L’amendement n° 114 tend donc à revenir aux délais proposés par le comité présidé par M. Édouard Balladur en fixant le délai à compter duquel peut intervenir la discussion en séance publique, en première lecture, à deux mois après le dépôt d'un projet de loi ou d'une proposition de loi devant la première assemblée saisie et à cinq semaines après la transmission devant la seconde assemblée saisie.
Par ailleurs, l'article 16 du projet de loi constitutionnelle prévoit que les délais minimaux ne s'appliqueraient pas dans le cas où la procédure accélérée serait décidée. En effet, il faudra vous y habituer, mes chers collègues : il n’y aura plus de déclaration d’urgence – qui portait d’ailleurs mal son nom et était souvent abusive puisque la seconde assemblée devait quelquefois attendre six mois, voire huit mois, avant d’être saisie !

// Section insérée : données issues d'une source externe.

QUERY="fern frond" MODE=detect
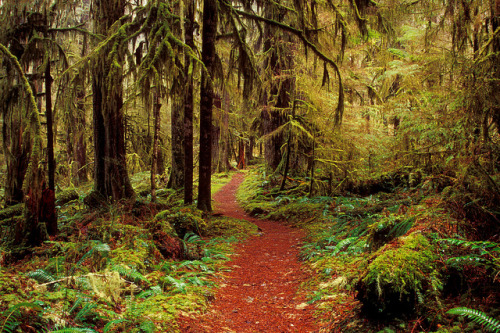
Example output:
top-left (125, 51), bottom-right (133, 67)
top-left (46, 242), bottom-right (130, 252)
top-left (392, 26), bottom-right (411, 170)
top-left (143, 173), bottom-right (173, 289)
top-left (136, 285), bottom-right (162, 299)
top-left (28, 269), bottom-right (58, 285)
top-left (104, 319), bottom-right (128, 332)
top-left (68, 297), bottom-right (87, 314)
top-left (111, 264), bottom-right (149, 285)
top-left (447, 255), bottom-right (493, 267)
top-left (139, 320), bottom-right (155, 333)
top-left (1, 302), bottom-right (43, 333)
top-left (74, 302), bottom-right (98, 323)
top-left (447, 307), bottom-right (500, 332)
top-left (332, 237), bottom-right (358, 255)
top-left (75, 241), bottom-right (111, 269)
top-left (388, 217), bottom-right (415, 238)
top-left (51, 328), bottom-right (98, 333)
top-left (440, 239), bottom-right (500, 253)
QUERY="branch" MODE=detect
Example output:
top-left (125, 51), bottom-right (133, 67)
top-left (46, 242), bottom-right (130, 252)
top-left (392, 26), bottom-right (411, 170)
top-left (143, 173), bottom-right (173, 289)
top-left (232, 7), bottom-right (344, 124)
top-left (48, 23), bottom-right (99, 38)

La procédure accélérée, qui succède donc à la déclaration d’urgence, ayant pour effet de limiter à une seule lecture devant chaque assemblée l'examen d'un texte, il est à nos yeux d'autant plus nécessaire que les délais soient suffisants pour permettre un examen attentif des dispositions en cause.
C’est pourquoi la commission vous invite, au travers de l’amendement n° 115, à faire en sorte que les délais s’appliquent, y compris lorsque les textes font l'objet d'une procédure accélérée.
Demeurent les vraies urgences, pour lesquelles je vous propose une « soupape de sécurité » destinée à éviter des blocages injustifiés. L’amendement n° 116 a pour objet que, dans une telle situation, les délais soient levés ; le Gouvernement devrait cependant, au préalable, consulter la conférence des présidents de l'assemblée concernée.
Mes chers collègues, certains estimeront sans doute que ces délais sont trop longs. Mais il faut que nous puissions discuter ! Pour ma part, je suis très attaché à ces trois points : que la seconde assemblée saisie ne dispose pas seulement de la moitié du temps accordé à la première, car je ne vois pas au nom de quoi il en serait ainsi ; qu’en cas de procédure accélérée les délais soient d’autant plus importants, l’absence de navette permettant de toute façon de gagner un temps non négligeable ; que, lorsqu’un projet de loi est effectivement urgent, le Gouvernement puisse le faire examiner sans délai, après avoir consulté la conférence des présidents de l’assemblée concernée.
Telles sont les raisons pour lesquelles la commission des lois présente ce dispositif, qui lui paraît équilibré.